Change the apparent root directory for the calling process and its children.

Signature

#include <unistd.h>

int chroot(const char * path);
path
Directory that will become the new apparent root. Must exist and be a directory.

Description

chroot() changes the apparent root directory for the calling process — paths starting with / are interpreted as starting under path, and absolute lookups cannot ascend above it (a final /../../../ resolves to path itself). Children inherit the chrooted view. The call requires CAP_SYS_CHROOT in the caller's user namespace and is intentionally non-recoverable in many sense — once chrooted, the process cannot easily un-chroot (the classic 'chroot break' trick relies on holding a directory fd opened before chroot() and using fchdir to climb out, which is why chroot is NOT a security boundary by itself).

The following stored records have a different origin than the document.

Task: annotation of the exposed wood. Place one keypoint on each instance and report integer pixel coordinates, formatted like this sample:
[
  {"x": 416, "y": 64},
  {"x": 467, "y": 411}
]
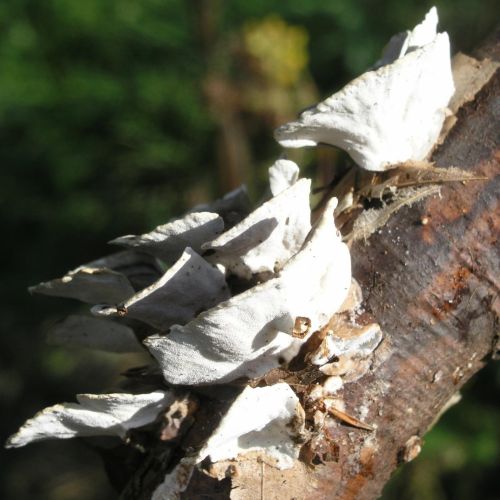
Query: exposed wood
[{"x": 430, "y": 278}]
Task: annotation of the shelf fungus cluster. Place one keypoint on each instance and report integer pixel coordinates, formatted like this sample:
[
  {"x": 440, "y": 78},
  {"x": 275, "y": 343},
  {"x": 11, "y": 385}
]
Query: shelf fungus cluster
[
  {"x": 390, "y": 115},
  {"x": 237, "y": 299}
]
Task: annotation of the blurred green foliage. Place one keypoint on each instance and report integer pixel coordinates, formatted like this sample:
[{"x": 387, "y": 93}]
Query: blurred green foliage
[{"x": 106, "y": 128}]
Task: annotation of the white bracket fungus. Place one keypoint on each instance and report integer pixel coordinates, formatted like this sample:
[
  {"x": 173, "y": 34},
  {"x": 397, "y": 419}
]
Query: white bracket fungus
[
  {"x": 190, "y": 285},
  {"x": 110, "y": 279},
  {"x": 88, "y": 284},
  {"x": 94, "y": 333},
  {"x": 252, "y": 333},
  {"x": 267, "y": 420},
  {"x": 93, "y": 415},
  {"x": 402, "y": 43},
  {"x": 168, "y": 241},
  {"x": 269, "y": 236},
  {"x": 388, "y": 116}
]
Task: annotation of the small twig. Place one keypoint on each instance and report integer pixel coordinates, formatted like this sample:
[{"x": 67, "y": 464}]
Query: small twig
[{"x": 344, "y": 417}]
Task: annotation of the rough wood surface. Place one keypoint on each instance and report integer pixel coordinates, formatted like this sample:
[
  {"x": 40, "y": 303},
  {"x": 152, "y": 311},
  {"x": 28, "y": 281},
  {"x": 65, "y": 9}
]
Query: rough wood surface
[{"x": 430, "y": 278}]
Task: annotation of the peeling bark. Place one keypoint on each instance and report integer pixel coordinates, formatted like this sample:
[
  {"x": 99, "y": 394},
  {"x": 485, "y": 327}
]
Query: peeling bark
[{"x": 430, "y": 279}]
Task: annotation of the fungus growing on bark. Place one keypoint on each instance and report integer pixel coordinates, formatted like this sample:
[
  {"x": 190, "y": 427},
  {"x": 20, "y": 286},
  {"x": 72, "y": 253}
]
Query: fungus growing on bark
[{"x": 390, "y": 115}]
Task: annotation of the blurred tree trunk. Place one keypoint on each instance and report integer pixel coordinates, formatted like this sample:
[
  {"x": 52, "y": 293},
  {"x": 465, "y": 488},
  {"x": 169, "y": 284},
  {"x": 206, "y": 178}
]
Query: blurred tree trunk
[{"x": 430, "y": 279}]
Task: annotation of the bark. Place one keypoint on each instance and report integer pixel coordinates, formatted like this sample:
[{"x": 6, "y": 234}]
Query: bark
[{"x": 430, "y": 279}]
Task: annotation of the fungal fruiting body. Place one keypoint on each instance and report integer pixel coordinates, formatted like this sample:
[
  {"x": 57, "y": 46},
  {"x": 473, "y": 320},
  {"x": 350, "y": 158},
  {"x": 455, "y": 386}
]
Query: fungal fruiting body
[
  {"x": 251, "y": 333},
  {"x": 170, "y": 287},
  {"x": 390, "y": 115}
]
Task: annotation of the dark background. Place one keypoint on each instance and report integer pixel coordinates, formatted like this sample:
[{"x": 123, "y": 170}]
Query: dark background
[{"x": 118, "y": 114}]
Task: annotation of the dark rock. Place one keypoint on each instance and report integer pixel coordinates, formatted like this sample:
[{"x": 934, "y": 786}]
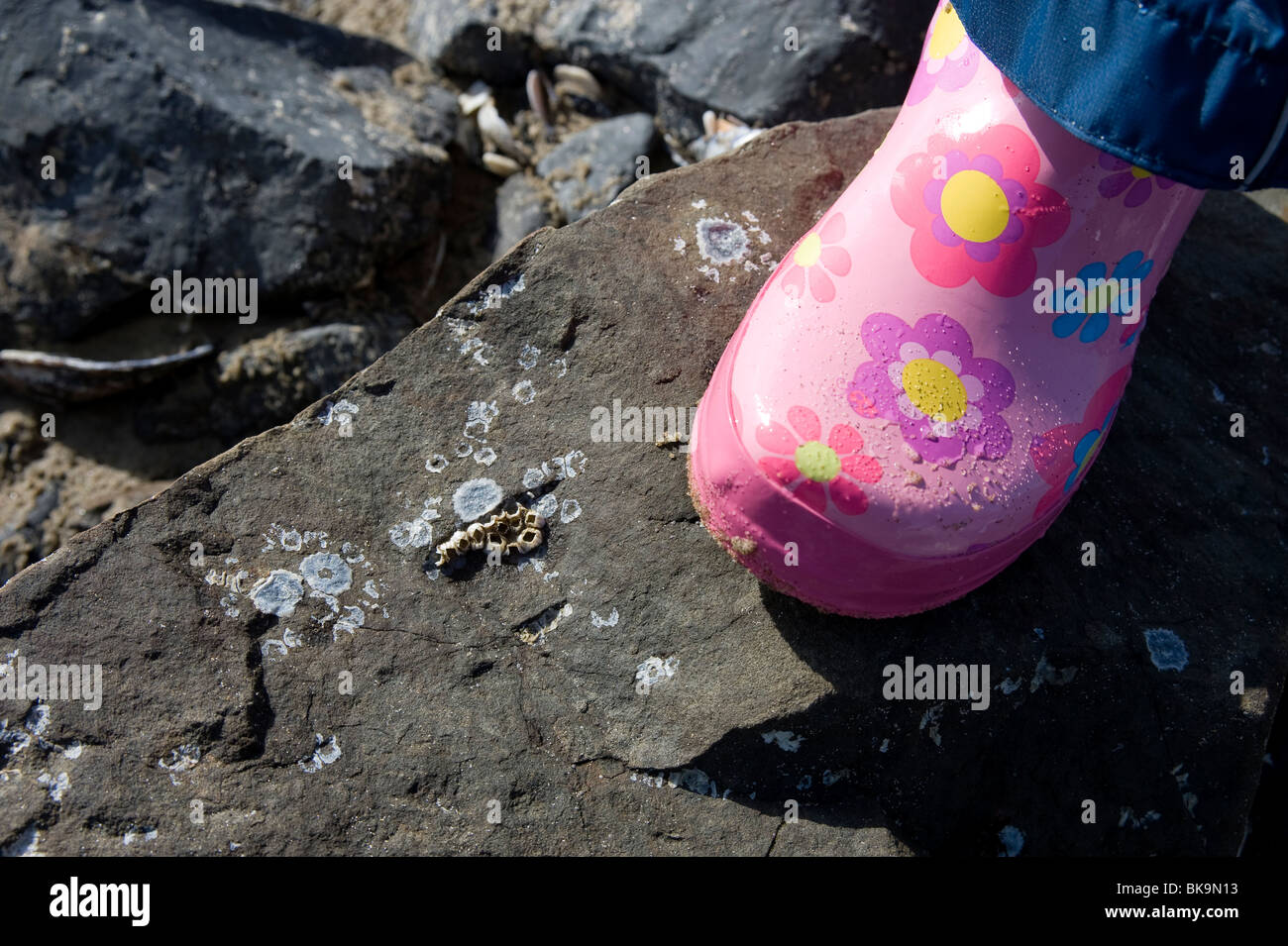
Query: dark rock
[
  {"x": 682, "y": 58},
  {"x": 589, "y": 168},
  {"x": 520, "y": 209},
  {"x": 223, "y": 162},
  {"x": 468, "y": 39},
  {"x": 514, "y": 687}
]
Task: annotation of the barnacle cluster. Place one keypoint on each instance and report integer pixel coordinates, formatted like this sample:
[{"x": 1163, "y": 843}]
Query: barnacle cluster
[{"x": 511, "y": 530}]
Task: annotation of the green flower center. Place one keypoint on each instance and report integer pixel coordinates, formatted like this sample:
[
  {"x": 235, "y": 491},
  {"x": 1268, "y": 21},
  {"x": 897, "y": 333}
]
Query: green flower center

Containers do not use chroot() for isolation; they use mount namespaces plus pivot_root() to atomically swap the entire root. chroot() survives mostly in legacy daemons (bind, vsftpd, sftp-server) and as a step in package-building chroots.

Architecture mapping

ArchitectureNumberABIEntry point
x86 (i386)61i386sys_chroot
x64 (x86_64)161commonsys_chroot
ARM64 (aarch64)51sys_chroot

Kernel history

Introduced in Linux 1.0.

  1. 1.0

    chroot() has been part of Linux since 1.0 — inherited from V7 Unix. The lack of recursion in the security model has been the same since then.

  2. 2.6.16

    pivot_root() was added so container runtimes can atomically swap the entire root filesystem (typically combined with CLONE_NEWNS to make the change local to a mount namespace). It is materially stronger than chroot() because it moves the old root out of the way and can be paired with umount() to make it unreachable.

seccomp & containers

Docker default profile

Blocked

Podman default profile

Blocked

chroot() is BLOCKED by default in Docker and Podman seccomp profiles, partly because workloads almost never need it (containers already provide a root view) and partly because misusing it can confuse the runtime. Permitting chroot() inside a container is an unusual choice — it allows the workload to create nested chroots, which is rarely useful and has occasionally been the basis of escape patterns when combined with capability misconfigurations.

libseccomp

// chroot is NOT on the Docker default allow-list; explicitly deny for clarity
seccomp_rule_add(ctx, SCMP_ACT_ERRNO(EPERM), SCMP_SYS(chroot), 0);

strace example

$ strace -e chroot sudo chroot /opt/myroot ls /
chroot("/opt/myroot")                   = 0

chroot() appears once per process when used. Following its target with -y on subsequent open() calls reveals the chrooted view. Combined with -e file, you can audit exactly what files the chrooted process touches — useful when minimising a chroot's contents.

Security & observability

chroot() is widely misunderstood as a security boundary; it is not. A process inside a chroot that retains any of: CAP_SYS_CHROOT, an open directory fd from outside the chroot, ptrace on a process outside, mknod permission to create /dev/sda — can trivially escape. The classic escape: fchdir(saved_fd) → chdir('../') × 100 → chroot('.') → /bin/sh. For real isolation, use mount namespaces + pivot_root + a read-only bind-mount, or Landlock for path-level restrictions. eBPF tracepoint sys_enter_chroot is rare in production traffic; an unexpected chroot() inside a container that wasn't already in one is incident-worthy. Set-UID daemons that chroot() then drop privileges (the BIND pattern) are the legitimate non-container use.

Errors

EACCES
Search permission denied on a component of path.
EFAULT
EIO
ELOOP
Too many symbolic links.
ENAMETOOLONG
ENOENT
path does not exist.
ENOMEM
ENOTDIR
path is not a directory.
EPERM
Caller lacks CAP_SYS_CHROOT in its user namespace.